Flights resuming at Heathrow; apology to passengers from airport boss
The airport has been closed all day after a power outage due to a major fire at a nearby electricity substation
Last updated 21st Mar 2025
Flights will resume at Heathrow Airport on Friday evening (21 March) as its chief executive apologised to stranded passengers and defended the response to an "unprecedented" loss of power caused by a substation fire.
Thomas Woldbye described the blaze which knocked out an electricity substation in Hayes in the early hours of Friday as "as big as it gets for our airport" and that "we cannot guard ourselves 100%".
He also said that a back-up transformer failed and power supplies had to be restructured to restore electricity enough to power what is described as a "mid-sized city".
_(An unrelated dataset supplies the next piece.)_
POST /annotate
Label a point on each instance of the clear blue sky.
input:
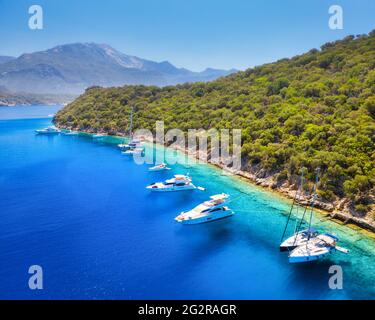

The west London airport initially announced it would be closed until 11.59pm but later said repatriation flights and a handful of British Airways long-haul flights would resume Friday evening.
It is expected to run a full schedule on Saturday.
Around 200,000 passengers have been affected by the closure of what is Europe's busiest airport.
Mr Woldbye said: "I'd like to stress that this has been an incident of major severity. It's not a small fire.
"We have lost power equal to that of a mid-sized city and our backup systems have been working as they should but they are not sized to run the entire airport."
Asked if there is a weak point in Heathrow's power system, he said: "You can say that but of course contingencies of certain sizes we cannot guard ourselves against 100% and this is one of them.
"This has been a major incident. I mean, short of anybody getting hurt, this is as big as it gets for our airport and we are actually coming back quite fast I would say, when you consider the amount of systems that we have to shut down then bring back up and make sure that they're safe."